Akan panjang urusannya. Karena kalau ia mengadu pada manajer sumber daya manusia, ya dijamin permasalahnnya akan sampai ke atasan. Ia bercerita pada tiga teman yang kubikelnya paling dekat dengannya. Apa respon mereka?
"Kalau awak berani, cuba sajalah Mai. Tapi saya cuma nasihat awak, jangan cari masalah dengan dia."
Temannya yang cowok mengatakan itu. Dua teman perempuannya yang lain malah mengangguk kencang. Yeah setuju.
"Kami tahu ini seperti seorang pengecut, Mai. Kerana kami tidak mempunyai keberanian untuk melawan ketidakadilan ini. Tapi, Mai. You kena fikir masa depan you kalau masih nak kerja kat sini. Sekarang, dia dah tak suka dan buat sesuka hati. Nanti dia makin tak suka." Ia menghela nafas. Keempatnya sudah merapatkan kepala ke kubikel kak Ros. "Masalah dia cuma satu. Dia tak suka sesiapa lebih daripada dia."
Yang cowok mengangguk kuat. Yang cewek juga sama. Maira menghela nafas.
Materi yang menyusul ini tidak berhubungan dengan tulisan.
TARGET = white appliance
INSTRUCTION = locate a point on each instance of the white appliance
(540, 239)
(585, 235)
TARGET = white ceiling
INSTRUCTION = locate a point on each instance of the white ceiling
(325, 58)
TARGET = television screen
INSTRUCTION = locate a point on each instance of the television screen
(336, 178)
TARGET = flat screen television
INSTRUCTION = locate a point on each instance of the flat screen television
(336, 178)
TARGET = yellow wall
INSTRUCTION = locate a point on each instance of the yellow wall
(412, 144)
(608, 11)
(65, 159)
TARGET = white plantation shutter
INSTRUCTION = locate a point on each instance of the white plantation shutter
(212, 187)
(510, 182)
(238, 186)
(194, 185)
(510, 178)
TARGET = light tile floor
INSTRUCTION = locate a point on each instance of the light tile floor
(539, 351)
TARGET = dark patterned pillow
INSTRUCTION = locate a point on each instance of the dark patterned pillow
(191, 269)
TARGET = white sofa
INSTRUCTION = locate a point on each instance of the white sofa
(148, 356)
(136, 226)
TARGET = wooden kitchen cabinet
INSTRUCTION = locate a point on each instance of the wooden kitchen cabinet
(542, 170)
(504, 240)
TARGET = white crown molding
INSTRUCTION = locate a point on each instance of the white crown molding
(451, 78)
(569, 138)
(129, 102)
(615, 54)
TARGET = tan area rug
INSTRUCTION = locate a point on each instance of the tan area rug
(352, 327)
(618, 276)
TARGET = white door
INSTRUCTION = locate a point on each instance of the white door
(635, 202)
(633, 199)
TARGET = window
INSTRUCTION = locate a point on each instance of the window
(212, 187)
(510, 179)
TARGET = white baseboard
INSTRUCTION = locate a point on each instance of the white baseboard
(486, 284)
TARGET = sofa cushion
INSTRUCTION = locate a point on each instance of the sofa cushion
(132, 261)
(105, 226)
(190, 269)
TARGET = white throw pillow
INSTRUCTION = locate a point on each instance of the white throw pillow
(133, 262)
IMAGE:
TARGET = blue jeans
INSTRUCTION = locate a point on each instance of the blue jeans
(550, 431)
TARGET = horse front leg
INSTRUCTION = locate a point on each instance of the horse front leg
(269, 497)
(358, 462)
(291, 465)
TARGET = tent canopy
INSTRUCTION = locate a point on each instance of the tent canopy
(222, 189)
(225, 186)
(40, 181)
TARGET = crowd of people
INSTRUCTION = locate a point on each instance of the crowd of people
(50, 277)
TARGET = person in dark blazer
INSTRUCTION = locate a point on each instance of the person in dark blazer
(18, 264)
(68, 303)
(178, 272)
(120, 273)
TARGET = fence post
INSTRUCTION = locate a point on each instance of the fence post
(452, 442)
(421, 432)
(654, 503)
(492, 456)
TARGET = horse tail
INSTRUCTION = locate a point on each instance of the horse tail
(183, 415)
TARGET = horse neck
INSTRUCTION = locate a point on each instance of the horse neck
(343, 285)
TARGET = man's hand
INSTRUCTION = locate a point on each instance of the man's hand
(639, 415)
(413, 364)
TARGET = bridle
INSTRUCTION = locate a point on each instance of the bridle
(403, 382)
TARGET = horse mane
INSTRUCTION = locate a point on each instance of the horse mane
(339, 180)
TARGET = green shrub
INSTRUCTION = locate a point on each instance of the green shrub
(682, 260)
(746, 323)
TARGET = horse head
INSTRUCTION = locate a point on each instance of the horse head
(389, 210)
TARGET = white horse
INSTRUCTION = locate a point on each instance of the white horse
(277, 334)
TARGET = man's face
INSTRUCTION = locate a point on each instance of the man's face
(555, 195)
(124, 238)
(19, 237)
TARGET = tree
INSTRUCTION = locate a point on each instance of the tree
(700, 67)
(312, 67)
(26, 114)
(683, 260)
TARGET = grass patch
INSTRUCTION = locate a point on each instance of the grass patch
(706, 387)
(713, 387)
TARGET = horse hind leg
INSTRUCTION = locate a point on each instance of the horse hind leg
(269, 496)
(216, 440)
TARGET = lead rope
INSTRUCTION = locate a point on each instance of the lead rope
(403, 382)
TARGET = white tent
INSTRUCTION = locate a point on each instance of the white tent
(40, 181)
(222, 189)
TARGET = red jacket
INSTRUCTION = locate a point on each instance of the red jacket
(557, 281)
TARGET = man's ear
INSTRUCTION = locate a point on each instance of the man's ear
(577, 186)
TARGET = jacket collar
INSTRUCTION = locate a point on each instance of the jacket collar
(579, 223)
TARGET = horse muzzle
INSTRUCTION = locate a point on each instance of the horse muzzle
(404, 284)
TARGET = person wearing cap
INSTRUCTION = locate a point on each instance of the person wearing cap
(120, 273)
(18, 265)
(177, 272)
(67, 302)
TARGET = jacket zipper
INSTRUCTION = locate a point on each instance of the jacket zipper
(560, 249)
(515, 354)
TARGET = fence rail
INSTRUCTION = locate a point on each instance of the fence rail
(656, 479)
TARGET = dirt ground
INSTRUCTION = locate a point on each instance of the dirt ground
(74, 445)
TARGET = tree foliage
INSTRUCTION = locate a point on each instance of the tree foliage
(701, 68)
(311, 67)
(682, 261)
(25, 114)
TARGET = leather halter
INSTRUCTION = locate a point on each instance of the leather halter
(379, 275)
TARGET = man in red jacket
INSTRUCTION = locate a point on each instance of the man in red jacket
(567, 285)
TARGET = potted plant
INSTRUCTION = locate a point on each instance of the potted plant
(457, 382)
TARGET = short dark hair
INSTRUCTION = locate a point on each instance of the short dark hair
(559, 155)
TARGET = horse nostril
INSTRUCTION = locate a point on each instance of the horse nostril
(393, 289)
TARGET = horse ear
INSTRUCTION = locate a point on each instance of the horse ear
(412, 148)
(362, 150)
Mungkin ada benarnya juga.
"HEY! SIAPA SURUH YOU-YOU PAGI NI?! YOU-YOU MASIH BOLEH REHAT? NI SYARIKAT AYAH YOU HAH?!"
Gelagapan, Maira dan kedua temannya berupaya kembali duduk. Mereka tenru saja menjadi pusat perhatian. Maira sampai terjengkang karena kursinya tak sengaja terdorong saking terburu-burunya. Teman-temannya menahan tawa. Apes sekali kamu, Mai!